This invention relates to a high efficiency encoding device and a noise spectrum modifying device and method for speech or audio signals. More particularly, it relates to a high efficiency encoding device and a noise spectrum modifying device and method of the sub-sampling encoding system, such as MUSE, in which the quantization noise spectrum is rendered aurally acceptable by reducing the noise level as perceived by the ear to improve the quality of the speech or audio signals for high definition telecasting.

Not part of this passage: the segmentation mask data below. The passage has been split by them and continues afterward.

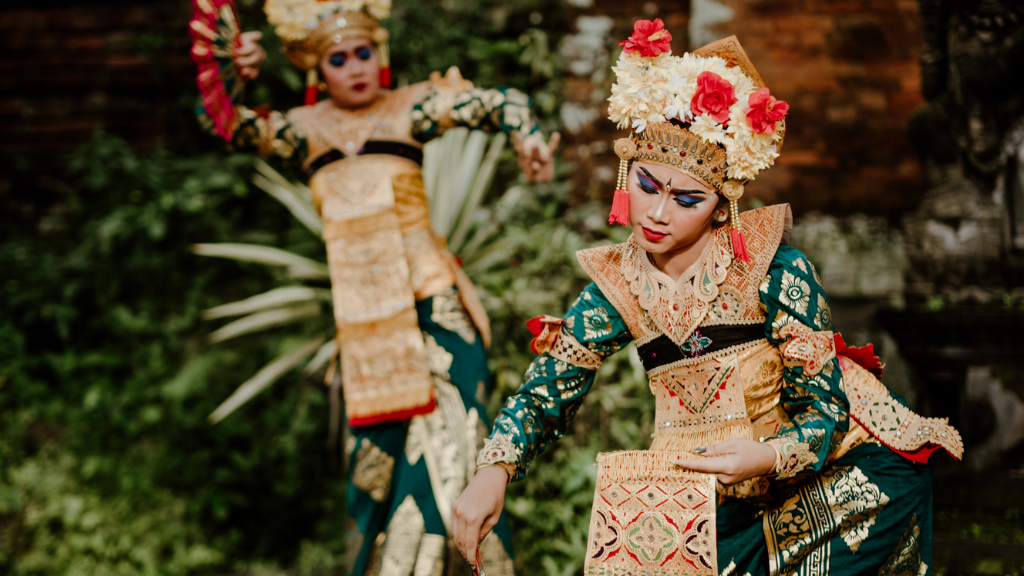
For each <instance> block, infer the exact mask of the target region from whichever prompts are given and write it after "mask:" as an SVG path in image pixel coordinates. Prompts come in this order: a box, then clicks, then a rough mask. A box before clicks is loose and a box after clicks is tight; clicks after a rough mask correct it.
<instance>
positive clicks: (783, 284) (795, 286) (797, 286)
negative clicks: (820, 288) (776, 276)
mask: <svg viewBox="0 0 1024 576" xmlns="http://www.w3.org/2000/svg"><path fill="white" fill-rule="evenodd" d="M778 299H779V300H780V301H781V302H782V304H783V305H786V306H788V307H791V308H793V311H794V312H796V313H797V314H801V315H803V314H807V304H808V303H809V302H810V301H811V287H810V286H809V285H808V284H807V282H805V281H804V280H803V279H802V278H797V277H796V276H794V275H792V274H790V273H787V272H784V271H783V272H782V290H781V291H780V292H779V293H778Z"/></svg>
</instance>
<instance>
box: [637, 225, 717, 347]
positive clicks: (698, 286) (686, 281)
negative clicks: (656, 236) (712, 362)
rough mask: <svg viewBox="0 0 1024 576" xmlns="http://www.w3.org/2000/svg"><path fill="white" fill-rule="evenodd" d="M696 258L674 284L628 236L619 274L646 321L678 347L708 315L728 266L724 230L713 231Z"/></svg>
mask: <svg viewBox="0 0 1024 576" xmlns="http://www.w3.org/2000/svg"><path fill="white" fill-rule="evenodd" d="M712 234H713V237H712V239H711V241H710V242H708V246H706V247H705V250H703V251H702V252H701V254H700V257H699V258H698V259H697V261H696V262H694V263H693V265H692V266H690V269H688V270H687V271H686V273H684V274H683V275H682V276H681V277H680V278H679V280H678V281H673V280H672V279H671V278H670V277H669V276H668V275H667V274H665V273H663V272H662V271H659V270H657V269H656V268H655V266H654V264H653V263H651V261H650V259H649V257H648V255H647V252H646V251H645V250H644V249H643V248H641V247H640V244H639V243H637V241H636V239H635V238H634V237H633V236H630V239H629V240H628V241H627V242H626V246H625V248H626V250H625V253H624V254H623V259H622V264H621V271H622V274H623V278H624V279H625V280H626V282H627V284H629V286H630V291H631V292H632V293H633V295H635V296H636V297H637V302H638V303H639V304H640V307H641V308H642V310H643V311H644V313H645V314H646V315H647V316H648V318H649V319H650V320H651V321H652V322H653V323H654V325H655V326H657V327H658V328H659V329H660V330H662V331H663V332H665V333H666V335H668V336H669V337H670V338H672V340H673V341H674V342H676V343H677V344H679V345H682V344H683V343H684V342H685V341H686V339H687V338H688V337H689V336H690V334H692V333H693V330H695V329H696V327H697V326H699V325H700V323H701V322H702V321H703V319H705V316H707V315H708V311H709V308H710V305H709V304H710V303H711V302H712V300H714V299H715V298H717V297H718V287H719V285H720V284H722V283H723V282H725V278H726V276H727V275H728V273H729V264H730V263H732V248H731V245H730V244H729V239H728V231H727V229H725V228H721V229H718V230H716V231H715V232H714V233H712Z"/></svg>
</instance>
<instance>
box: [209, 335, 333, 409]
mask: <svg viewBox="0 0 1024 576" xmlns="http://www.w3.org/2000/svg"><path fill="white" fill-rule="evenodd" d="M323 343H324V337H323V336H321V337H316V338H312V339H309V340H306V341H305V342H304V343H303V344H302V345H300V346H298V347H297V348H295V349H292V351H290V352H287V353H285V354H283V355H281V356H279V357H278V358H275V359H273V360H272V361H270V363H269V364H267V365H266V366H264V367H263V368H261V369H260V371H259V372H257V373H256V374H255V375H254V376H253V377H252V378H249V379H248V380H246V381H245V382H243V383H242V385H241V386H239V387H238V389H236V390H234V394H232V395H231V396H229V397H228V398H227V400H225V401H224V402H223V403H222V404H221V405H220V406H218V407H217V409H216V410H214V411H213V412H212V413H211V414H210V415H209V416H208V417H207V418H208V419H209V420H210V423H211V424H216V423H217V422H219V421H221V420H223V419H224V418H225V417H226V416H227V415H228V414H230V413H231V412H234V411H236V410H238V408H239V407H240V406H242V405H243V404H245V403H246V402H249V401H250V400H251V399H252V398H253V397H254V396H256V395H257V394H259V393H261V392H263V390H264V389H266V387H267V386H269V385H270V384H272V383H273V382H275V381H276V380H278V378H281V377H282V376H283V375H285V374H287V373H288V372H289V371H290V370H292V369H293V368H295V367H296V366H298V365H299V364H301V363H302V361H304V360H305V359H307V358H309V356H310V355H312V354H313V353H315V352H316V351H317V349H318V348H319V347H321V346H322V345H323Z"/></svg>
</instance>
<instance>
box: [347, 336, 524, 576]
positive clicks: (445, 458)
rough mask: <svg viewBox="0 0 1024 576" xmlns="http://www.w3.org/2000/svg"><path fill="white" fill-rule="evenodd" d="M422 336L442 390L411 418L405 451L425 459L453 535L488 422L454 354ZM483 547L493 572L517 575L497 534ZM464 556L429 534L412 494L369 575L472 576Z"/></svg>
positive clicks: (373, 561) (429, 337) (490, 534)
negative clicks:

As a system for high efficiency encoding of digital audio signals there has hitherto been proposed a system consisting in the combination of differential encoding and near-instantaneous compression. According to the proposed system a difference between two neighboring samples of the digital audio signals is compressed on a block unit basis, by way of near-instantaneous compression, using range information as found based on a maximum value of the difference in a block consisting of a preset number of samples.
There has also been disclosed in JP Patent KOKAI Publication No. 63-16718 (1988) a technique in which the difference is found based on a difference between signals of the current sample and signals of a directly previous sample restored by processing with near-instantaneous compression, near-instantaneous expansion and accumulation to correct the errors produced at the time of the range compression,
Such high efficiency encoding system, consisting in the combination of the differential encoding and near-instantaneous compression and expansion (compansion) is employed for encoding audio signals processed with bandwidth compression by the multiple subsampling encoding system, such as MUSE, for telecasting or recording on a recording medium, such as a recording disc, of high definition television signals, such as so-called high-vision signals.
FIG. 1 shows characteristics in the high-efficiency encoding by the above-described conventional combination of the differential encoding and near-instantaneous compansion. In FIG. 1, curves A and B represent an output signal level and a noise level, respectively. Thus it is seen that the S/N ratio is lowered towards higher frequencies at a rate of 6 dB/oct. The quantization noise shows a substantially flat spectrum. The status shown in FIG. 1 is not fully satisfactory as long as the aural sense of human being is concerned, although a minimum noise energy may thereby be achieved.
Above all, the S/N ratio is lowered when the high-range signal is supplied as an input signal.